Indies Zero consists of only a few people, but everyone applies their skills flexibly, and we have a deep level of communication and trust that allows us to coordinate closely together. I believe this is a strength that isn’t possible in a large corporation with many people.

 

Look forward to Part 2 of our talk with Indies Zero tomorrow, where we discuss the company’s projects, the portable games market, and the Nintendo 3DS.



  • Jellybit

    Not a mention of the Game Center CX game series in the interview. :( That’s what I was really looking forward to based on the story graphic and interview title.

    • http://www.siliconera.com/ Ishaan

      Sorry, that’s kind of a complicated thing, with Namco being the Japanese publisher.

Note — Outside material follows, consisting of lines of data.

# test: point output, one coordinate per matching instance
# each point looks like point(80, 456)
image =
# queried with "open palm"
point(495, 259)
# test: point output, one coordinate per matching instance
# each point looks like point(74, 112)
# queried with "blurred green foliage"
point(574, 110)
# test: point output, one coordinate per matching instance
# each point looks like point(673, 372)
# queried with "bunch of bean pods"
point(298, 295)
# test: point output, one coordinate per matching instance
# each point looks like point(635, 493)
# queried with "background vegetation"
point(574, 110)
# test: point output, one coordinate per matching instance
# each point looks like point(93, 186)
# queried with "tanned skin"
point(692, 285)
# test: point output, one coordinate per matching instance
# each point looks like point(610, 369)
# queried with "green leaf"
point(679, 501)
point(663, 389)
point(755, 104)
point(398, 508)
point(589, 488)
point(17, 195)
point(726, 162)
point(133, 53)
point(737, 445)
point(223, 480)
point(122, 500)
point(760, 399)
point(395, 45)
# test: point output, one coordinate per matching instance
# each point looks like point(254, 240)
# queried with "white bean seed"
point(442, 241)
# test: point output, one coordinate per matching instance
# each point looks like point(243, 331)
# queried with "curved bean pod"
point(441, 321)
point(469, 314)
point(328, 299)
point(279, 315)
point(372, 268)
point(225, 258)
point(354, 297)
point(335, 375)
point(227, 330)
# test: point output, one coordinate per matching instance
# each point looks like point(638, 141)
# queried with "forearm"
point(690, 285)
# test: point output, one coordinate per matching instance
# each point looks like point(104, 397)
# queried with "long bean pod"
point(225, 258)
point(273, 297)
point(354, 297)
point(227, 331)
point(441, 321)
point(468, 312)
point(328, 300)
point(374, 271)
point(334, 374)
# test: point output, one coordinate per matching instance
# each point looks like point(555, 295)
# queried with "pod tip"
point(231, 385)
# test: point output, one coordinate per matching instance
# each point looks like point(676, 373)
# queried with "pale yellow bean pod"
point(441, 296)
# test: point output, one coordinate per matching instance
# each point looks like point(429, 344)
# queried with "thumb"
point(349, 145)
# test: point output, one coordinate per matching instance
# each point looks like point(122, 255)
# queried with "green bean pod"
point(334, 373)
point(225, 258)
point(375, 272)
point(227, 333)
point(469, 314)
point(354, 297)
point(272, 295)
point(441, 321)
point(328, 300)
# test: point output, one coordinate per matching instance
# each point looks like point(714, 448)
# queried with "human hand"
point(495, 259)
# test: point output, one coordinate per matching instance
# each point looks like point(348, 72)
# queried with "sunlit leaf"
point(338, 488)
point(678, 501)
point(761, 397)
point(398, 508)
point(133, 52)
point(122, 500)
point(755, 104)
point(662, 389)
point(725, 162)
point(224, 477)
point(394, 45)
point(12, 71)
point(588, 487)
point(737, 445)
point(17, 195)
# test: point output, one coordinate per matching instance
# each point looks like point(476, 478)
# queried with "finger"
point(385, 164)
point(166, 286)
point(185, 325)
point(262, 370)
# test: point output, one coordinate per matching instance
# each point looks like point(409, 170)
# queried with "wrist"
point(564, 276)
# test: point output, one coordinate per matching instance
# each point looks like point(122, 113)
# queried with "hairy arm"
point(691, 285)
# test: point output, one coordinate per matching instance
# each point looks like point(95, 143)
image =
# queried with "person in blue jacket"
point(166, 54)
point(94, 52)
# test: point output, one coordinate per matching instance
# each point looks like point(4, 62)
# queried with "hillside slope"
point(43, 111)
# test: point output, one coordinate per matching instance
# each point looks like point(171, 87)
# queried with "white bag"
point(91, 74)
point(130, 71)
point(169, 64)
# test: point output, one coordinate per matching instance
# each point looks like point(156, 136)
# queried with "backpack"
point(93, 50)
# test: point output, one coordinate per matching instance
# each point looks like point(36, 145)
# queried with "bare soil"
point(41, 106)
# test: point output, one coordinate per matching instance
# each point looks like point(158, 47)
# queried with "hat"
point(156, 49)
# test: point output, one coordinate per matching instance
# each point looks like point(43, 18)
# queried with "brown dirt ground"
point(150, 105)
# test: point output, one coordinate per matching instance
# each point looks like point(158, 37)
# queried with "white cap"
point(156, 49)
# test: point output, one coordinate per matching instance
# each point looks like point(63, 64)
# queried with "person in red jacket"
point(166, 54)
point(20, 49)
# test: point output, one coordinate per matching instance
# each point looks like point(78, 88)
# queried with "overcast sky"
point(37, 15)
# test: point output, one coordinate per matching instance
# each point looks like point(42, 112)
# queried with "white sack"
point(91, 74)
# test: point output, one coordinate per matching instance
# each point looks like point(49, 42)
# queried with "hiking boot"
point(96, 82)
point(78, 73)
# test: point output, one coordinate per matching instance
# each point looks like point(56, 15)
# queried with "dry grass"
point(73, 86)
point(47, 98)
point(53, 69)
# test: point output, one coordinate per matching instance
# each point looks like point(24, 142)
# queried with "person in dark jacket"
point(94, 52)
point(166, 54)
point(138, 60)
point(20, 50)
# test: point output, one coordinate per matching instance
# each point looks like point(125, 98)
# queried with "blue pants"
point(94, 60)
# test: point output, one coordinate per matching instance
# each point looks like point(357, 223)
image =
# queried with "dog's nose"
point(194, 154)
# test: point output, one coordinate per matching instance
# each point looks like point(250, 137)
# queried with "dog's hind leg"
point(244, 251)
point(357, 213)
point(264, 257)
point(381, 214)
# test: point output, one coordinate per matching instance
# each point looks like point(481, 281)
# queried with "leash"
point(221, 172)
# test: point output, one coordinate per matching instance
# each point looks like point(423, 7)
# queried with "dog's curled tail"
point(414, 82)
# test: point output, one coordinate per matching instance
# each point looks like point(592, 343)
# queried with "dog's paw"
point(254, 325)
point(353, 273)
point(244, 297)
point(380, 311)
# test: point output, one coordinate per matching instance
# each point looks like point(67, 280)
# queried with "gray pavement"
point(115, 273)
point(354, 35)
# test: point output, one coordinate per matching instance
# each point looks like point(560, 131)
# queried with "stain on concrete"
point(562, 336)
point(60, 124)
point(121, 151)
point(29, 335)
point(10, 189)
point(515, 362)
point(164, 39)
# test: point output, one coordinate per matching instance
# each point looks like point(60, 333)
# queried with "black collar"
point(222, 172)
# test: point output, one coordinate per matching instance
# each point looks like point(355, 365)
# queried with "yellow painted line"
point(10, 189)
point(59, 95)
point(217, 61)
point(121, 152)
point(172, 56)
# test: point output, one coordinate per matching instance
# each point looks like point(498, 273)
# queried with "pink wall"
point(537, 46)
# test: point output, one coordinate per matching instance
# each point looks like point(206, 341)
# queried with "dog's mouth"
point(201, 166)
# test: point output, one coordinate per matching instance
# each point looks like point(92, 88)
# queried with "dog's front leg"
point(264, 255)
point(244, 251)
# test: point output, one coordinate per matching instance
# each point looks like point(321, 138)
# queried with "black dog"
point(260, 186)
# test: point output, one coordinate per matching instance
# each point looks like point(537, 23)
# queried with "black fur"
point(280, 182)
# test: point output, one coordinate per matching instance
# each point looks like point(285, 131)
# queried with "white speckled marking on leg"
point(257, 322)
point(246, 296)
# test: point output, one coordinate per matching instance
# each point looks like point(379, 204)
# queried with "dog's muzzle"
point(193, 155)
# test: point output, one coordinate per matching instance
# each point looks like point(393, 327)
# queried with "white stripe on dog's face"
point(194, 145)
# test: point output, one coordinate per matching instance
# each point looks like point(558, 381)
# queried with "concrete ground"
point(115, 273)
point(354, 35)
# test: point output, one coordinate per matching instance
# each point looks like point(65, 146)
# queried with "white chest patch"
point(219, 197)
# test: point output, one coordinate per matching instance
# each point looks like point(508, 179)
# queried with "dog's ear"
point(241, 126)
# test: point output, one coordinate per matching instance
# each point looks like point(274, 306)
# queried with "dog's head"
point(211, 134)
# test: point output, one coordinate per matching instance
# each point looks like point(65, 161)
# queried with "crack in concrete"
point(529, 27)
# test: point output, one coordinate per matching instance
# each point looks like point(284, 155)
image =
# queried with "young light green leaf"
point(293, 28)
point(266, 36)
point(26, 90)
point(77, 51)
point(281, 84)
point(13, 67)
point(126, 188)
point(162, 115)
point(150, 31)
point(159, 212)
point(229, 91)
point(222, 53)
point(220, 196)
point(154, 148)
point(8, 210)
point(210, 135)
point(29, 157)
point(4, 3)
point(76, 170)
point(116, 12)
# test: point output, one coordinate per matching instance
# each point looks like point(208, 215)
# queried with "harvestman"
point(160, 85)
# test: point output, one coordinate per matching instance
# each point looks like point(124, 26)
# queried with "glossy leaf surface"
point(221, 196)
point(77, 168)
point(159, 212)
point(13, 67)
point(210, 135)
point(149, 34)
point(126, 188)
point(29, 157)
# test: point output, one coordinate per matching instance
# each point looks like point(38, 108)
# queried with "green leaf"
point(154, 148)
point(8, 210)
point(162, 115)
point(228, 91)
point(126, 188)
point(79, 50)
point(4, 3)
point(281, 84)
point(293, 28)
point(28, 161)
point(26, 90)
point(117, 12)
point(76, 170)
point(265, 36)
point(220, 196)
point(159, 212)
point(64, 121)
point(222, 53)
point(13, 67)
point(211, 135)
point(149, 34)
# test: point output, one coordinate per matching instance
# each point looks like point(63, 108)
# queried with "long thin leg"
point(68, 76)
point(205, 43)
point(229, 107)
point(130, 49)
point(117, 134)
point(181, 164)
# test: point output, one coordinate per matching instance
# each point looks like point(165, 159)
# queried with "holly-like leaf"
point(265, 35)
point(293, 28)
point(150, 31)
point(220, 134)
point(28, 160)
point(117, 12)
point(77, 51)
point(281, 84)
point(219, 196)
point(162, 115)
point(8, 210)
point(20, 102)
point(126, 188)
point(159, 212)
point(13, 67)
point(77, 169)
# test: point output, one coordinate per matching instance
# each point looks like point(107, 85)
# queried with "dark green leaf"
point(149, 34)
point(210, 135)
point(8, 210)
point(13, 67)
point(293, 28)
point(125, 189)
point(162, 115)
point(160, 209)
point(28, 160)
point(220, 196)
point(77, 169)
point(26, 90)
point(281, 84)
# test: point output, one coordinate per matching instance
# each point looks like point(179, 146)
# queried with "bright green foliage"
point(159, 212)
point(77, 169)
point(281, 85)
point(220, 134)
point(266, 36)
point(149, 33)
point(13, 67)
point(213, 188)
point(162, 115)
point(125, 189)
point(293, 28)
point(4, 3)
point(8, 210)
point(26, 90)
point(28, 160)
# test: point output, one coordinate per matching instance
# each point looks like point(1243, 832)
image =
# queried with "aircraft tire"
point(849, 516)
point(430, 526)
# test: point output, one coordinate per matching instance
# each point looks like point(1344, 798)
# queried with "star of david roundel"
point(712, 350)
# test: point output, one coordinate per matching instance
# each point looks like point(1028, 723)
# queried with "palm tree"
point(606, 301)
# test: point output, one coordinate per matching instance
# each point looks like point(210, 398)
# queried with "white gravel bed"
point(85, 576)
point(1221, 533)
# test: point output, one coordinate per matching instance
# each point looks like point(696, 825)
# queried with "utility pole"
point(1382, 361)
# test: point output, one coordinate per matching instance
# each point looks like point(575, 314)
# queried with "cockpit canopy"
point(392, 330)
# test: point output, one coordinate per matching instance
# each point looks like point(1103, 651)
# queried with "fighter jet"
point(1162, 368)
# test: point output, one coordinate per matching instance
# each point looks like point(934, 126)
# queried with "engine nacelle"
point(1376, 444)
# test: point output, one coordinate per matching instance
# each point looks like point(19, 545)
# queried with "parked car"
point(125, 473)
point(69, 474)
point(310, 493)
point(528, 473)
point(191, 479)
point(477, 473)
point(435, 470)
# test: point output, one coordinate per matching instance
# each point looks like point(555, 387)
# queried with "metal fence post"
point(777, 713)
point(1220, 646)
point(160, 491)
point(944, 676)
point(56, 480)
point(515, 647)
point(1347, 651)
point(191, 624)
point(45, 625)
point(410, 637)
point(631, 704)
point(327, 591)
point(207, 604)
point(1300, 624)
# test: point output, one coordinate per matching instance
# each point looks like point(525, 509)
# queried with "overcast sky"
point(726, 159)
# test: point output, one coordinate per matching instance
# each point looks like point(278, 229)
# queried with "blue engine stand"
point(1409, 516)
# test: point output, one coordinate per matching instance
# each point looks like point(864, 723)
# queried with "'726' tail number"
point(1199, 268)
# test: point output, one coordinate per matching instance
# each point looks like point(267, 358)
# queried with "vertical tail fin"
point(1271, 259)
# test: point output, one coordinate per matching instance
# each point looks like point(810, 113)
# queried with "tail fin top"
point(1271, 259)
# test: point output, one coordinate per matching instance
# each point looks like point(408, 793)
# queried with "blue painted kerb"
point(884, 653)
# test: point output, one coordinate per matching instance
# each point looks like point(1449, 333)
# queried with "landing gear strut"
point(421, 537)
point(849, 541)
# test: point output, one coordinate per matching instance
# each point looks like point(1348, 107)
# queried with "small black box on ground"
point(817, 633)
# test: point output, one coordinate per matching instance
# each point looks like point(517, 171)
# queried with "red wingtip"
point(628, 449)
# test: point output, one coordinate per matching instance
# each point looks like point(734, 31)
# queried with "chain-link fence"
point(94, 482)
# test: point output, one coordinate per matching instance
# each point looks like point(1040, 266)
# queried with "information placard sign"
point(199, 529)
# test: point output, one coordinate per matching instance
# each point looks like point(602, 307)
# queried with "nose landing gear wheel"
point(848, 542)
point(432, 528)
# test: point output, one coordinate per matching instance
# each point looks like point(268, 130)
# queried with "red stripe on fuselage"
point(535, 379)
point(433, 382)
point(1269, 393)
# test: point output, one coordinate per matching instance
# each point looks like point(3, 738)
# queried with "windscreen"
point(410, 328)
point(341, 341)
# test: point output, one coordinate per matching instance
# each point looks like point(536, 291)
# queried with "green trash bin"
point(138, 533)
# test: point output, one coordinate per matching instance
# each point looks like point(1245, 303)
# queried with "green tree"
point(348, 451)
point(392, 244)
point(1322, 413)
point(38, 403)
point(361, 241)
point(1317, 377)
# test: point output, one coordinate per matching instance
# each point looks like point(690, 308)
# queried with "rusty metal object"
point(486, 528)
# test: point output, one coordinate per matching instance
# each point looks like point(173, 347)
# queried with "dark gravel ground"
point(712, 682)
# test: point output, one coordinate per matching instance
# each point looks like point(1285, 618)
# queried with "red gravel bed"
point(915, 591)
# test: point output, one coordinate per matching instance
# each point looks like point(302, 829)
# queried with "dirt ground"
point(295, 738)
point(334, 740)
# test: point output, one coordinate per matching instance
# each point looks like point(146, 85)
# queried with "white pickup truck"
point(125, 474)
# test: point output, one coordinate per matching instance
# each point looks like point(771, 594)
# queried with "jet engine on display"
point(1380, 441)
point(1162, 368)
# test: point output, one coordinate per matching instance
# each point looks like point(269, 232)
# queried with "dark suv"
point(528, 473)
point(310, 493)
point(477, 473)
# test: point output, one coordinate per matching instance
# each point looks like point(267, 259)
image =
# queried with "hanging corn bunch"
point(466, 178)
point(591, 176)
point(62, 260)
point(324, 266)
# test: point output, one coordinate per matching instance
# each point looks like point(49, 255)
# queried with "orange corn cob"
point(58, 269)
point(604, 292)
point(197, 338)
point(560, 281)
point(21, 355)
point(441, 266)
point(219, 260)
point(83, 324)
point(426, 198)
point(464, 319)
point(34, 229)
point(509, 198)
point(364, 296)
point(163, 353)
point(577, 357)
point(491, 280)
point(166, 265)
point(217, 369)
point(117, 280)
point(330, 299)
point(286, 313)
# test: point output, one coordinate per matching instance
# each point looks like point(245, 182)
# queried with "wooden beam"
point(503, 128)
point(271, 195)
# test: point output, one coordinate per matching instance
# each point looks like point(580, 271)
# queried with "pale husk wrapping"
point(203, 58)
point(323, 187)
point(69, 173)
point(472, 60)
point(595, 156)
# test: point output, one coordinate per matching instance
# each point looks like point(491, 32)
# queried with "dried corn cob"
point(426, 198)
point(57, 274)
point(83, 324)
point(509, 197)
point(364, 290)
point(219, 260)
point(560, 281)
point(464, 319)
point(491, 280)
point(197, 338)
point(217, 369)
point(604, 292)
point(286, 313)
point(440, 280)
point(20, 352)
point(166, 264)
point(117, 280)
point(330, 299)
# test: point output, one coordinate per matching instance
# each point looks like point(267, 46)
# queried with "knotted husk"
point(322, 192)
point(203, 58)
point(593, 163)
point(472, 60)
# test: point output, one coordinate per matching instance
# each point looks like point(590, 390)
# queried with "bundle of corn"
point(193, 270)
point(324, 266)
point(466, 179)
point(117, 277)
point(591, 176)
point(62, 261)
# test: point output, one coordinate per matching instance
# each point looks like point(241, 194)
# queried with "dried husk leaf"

We’d have had to go through them, and that might have held the entire interview up. :( We chose RGC, since it’s just their most well-known game.

      • Jellybit

        Ah, well, nice to learn more about them anyway. Thanks for it.

  • PrinceHeir

    good to see we’re getting more retro games. haven’t played this but good for those who enjoy these games ^^

  • Hours

    I still need Retro Game Challenge 2 in my life.

    • Gestahl

      And I need Game Center CX 3 in my life. :(

    • Jellybit

      I was obsessed with Retro Game Challenge 1, but I felt the games in Game Center CX 2 weren’t as strong. It had a lot of cool new features as a whole, but the weaker games lowered the impact of the “world” they built in the first one.

  • DarkWaterClone

    The Indies Zero team has made some really interesting things. So it will be interesting to see what they will bring out on the 3DS. I wonder if Indies Zero would ever make a game in the future for the PSP2. I think it would be great if Sony would contact Indies Zero to bring some interesting games out on the PSP2. Because you need those off the wall kind of games that are great.

    I think it is great to hear that Indies Zero likes being a small team & being able to utilize everyone’s talents. That to me sounds like it makes a big difference & you can see it in their games. Because they love making different games & it shows with how they go about making them.

    So I can’t wait to see what kind of new & interesting things they will make in the future.

  • http://twitter.com/gabriel_may_uk Gabriel May

    Retro Game Challenge was awesome. The 8-bit homages in there were awesome, with Haggleman being my fave series :D

    A big shame we didn’t get Retro Game Challenge 2 :(

  • Kacho_ON

    Yesterday i hooked my DS up to a pair of THX speakers and tried out Electroplankton. It sounded awesome. It was also the very first DS game i played, so Electroplankton will always have a special place in my gaming memories.
    I also consider RGC one of the best DS games of all time. But thinking about it makes me a little said because of the sequel not coming over and what not.